Compliance
Compliance Spotlight: What You Need to Know about the Form 1099-K Threshold Reversion
The threshold for issuing Form 1099-K under the One, Big, Beautiful Bill just reverted—discover who’s impacted, how to prepare, and avoid reporting pitfalls.
By NomadicTax Research Team • 5-8 min read • November 20, 2025
## What Changed with Form 1099-K Requirements
On **October 23, 2025**, the IRS released **Fact Sheet 2025-08**, clarifying that under the OBBB Act, the threshold for third-party settlement organizations (TPSOs) to issue Form 1099-K has reverted. Now, these entities must file reports only if a taxpayer has **over $20,000 in gross payments AND more than 200 transactions**, returning to the pre-ARPA standard. ([irs.gov](https://www.irs.gov/newsroom/irs-issues-faqs-on-form-1099-k-threshold-under-the-one-big-beautiful-bill-dollar-limit-reverts-to-20000?utm_source=openai))
This change is retroactive—meaning that even payments made earlier under the old rules are being evaluated against the reinstated threshold. TPSOs include payment apps and online marketplaces. All income remains taxable, regardless of whether a 1099-K is issued, but tax compliance obligations and documentation expectations are shifting.
## Who Is Affected?
- **Small sellers or side hustles**: If you received payments through a payment app, but didn’t exceed both the number-of-transactions and dollar thresholds, you **won’t** automatically get a 1099-K. Perfect if you made $15,000 over 100 transactions, for instance.
- **IPs and gig workers** above both thresholds must still be ready to receive the form, reconcile it with your actual gross income, and report it properly.
- **Platforms and TPSOs** must update their reporting systems and compliance checks to ensure they’re issuing 1099-Ks only where legally required. Mis-issuance could trigger liability or unnecessary confusion.
## Practical Steps to Maintain Compliance
- **Track both your number of transactions and total gross income.** Many tools or apps now offer this. If you hover near either threshold, monitor closely.

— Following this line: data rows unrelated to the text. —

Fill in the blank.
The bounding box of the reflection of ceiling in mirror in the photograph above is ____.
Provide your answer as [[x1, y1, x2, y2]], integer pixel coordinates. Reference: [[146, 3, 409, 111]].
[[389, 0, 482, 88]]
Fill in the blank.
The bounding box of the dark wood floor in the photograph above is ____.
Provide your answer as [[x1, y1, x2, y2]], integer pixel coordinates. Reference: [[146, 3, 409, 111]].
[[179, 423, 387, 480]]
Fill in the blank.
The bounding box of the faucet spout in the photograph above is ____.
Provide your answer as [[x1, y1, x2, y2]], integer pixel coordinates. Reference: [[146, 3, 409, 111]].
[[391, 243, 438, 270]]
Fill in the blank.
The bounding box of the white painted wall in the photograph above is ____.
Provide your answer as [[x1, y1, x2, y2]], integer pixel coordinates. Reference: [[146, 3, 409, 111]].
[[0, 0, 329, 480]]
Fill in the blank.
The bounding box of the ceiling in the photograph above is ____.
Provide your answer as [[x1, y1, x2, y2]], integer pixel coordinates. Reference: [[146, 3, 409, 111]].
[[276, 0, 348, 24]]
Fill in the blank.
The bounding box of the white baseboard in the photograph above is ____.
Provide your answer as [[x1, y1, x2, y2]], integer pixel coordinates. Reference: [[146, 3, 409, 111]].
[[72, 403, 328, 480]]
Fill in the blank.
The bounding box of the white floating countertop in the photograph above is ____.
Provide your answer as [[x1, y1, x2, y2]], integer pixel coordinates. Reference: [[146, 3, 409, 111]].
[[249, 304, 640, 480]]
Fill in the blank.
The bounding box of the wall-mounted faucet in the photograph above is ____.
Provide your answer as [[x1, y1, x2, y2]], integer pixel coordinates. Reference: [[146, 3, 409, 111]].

- **Maintain good records**: Even if you don’t get a 1099-K, keep receipts, bank statements, and invoices—essential for deductions, verifying income, and audits.
- **Adjust estimated tax payments** for expected income from payment apps. Without a 1099-K to force disclosure, the IRS still expects you to declare income in full.
- **Platforms should update internal thresholds** and messaging. Communicate clearly with their users so they understand when and why forms will be issued.
## Example Scenario
Jane sells handmade crafts via an online marketplace. In 2025, she made **$18,000** gross, spread over **250 transactions**. Under the reverted rules: **no 1099-K** is required, because she didn’t exceed the dollar amount threshold.
However, her friend Mike has 210 transactions with $22,000 gross—**both thresholds exceeded**—so he *will* receive a 1099-K. Both still report full income when filing taxes. Trash your stress by keeping everything documented either way.
## Why It Matters
- Knowing this helps **reduce surprise IRS letters** or audit risks.
- Helps you **plan your finances**, especially if you rely on earnings through apps or platforms.
- Ensures that side income isn’t inadvertently neglected—tax authorities still expect full disclosure.